According to [Cointelegraph](https://cointelegraph.com/news/crypto-companies-law-risky-tokens-manipulation), Coinbase, Kraken and Gemini reportedly pressed US senators on May 8 to remove a clause from the market-structure bill that would have required platforms to trade only digital assets "not readily susceptible to manipulation." That is not a cosmetic tweak. In a bill like the CLARITY Act, a sentence about manipulable tokens is a sentence about who gets to enter the market and on what terms.
> "old news"
> — Faryar Shirzad, Coinbase chief policy officer
Congress.gov says [H.R. 3633, the CLARITY Act](https://www.congress.gov/bill/119th-congress/house-bill/3633) would generally place digital commodities under CFTC oversight and add reporting, trade monitoring and recordkeeping requirements. That is why the exchange pushback matters: the bill is not just drawing agency boundaries, it is also sketching the rules for market admission.

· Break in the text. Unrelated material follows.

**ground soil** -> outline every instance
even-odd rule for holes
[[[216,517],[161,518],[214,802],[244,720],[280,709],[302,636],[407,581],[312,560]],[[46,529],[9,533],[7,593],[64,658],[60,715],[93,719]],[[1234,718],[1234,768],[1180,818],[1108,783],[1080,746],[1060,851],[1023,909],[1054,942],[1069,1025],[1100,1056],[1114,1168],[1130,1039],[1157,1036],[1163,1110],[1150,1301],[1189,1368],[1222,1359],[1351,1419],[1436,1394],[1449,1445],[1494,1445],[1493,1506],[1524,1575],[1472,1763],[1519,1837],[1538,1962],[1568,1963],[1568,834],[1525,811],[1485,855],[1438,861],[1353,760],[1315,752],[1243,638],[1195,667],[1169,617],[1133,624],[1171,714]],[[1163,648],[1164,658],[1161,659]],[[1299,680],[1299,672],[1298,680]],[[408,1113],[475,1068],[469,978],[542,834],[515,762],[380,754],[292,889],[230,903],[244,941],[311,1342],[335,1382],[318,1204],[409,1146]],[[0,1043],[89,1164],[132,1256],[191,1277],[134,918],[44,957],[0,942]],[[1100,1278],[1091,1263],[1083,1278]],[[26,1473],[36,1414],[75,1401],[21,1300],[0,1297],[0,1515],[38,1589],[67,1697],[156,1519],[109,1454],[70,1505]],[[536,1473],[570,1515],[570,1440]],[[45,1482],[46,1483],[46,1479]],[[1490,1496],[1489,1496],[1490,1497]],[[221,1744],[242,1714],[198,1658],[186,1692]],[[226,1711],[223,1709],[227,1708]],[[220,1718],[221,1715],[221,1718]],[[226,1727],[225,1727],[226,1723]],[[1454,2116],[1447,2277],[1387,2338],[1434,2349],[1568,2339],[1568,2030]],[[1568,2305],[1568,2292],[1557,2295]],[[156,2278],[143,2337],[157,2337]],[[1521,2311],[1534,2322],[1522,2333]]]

## Why the wording matters more than the headline
### A manipulation screen can become a market-access screen
A phrase like "not readily susceptible to manipulation" sounds narrow, but inside a market-structure bill it can work like a listing filter. For larger assets with deeper liquidity, that screen may look routine. For smaller tokens, it can determine whether a platform can list them at all.
That is the deeper policy choice. Congress can write a bill that tells exchanges to police manipulation, or it can write one that turns manipulation risk into a gating condition for access. Those are not the same. The first sets conduct rules. The second shapes the product set itself.

## The committee calendar already turned this into a bargaining fight
The timing is doing as much work as the text. The Senate Banking Committee announced on [January 9, 2026](https://www.banking.senate.gov/newsroom/majority/chairman-scott-announces-digital-asset-market-structure-markup?mod=livecoverage_web) that it would hold a markup on January 15. The Senate Agriculture Committee later announced on [January 13, 2026](https://www.agriculture.senate.gov/newsroom/rep/press/release/chairman-boozman-announces-timeline-for-crypto-market-structure-legislation) that its own markup would follow on January 27. Congress.gov also shows the House passed the CLARITY Act on July 17, 2025.
Once a bill is on that kind of clock, every clause becomes negotiable currency. That is why the report matters even if Coinbase treats it as stale. A live markup calendar gives exchanges leverage because language can be traded for speed, and speed is often what committees want most.
## What would settle the read
If the token-manipulation clause comes back in revised text, the dispute is not about whether Congress wants a strong rule but about where the boundary should sit. If it disappears, lawmakers may be choosing faster progress over a harder listing standard. If the bill advances while the CFTC keeps taking the lead on digital commodities, the eventual framework will say a lot about whether Congress wants a broad oversight model or a tighter admission test.
The useful conclusion is narrower than the headline. This is not just three exchanges resisting regulation. It is a fight over whether market-structure legislation becomes a real rulebook for listings, or only a framework that leaves the hardest choices to regulators later.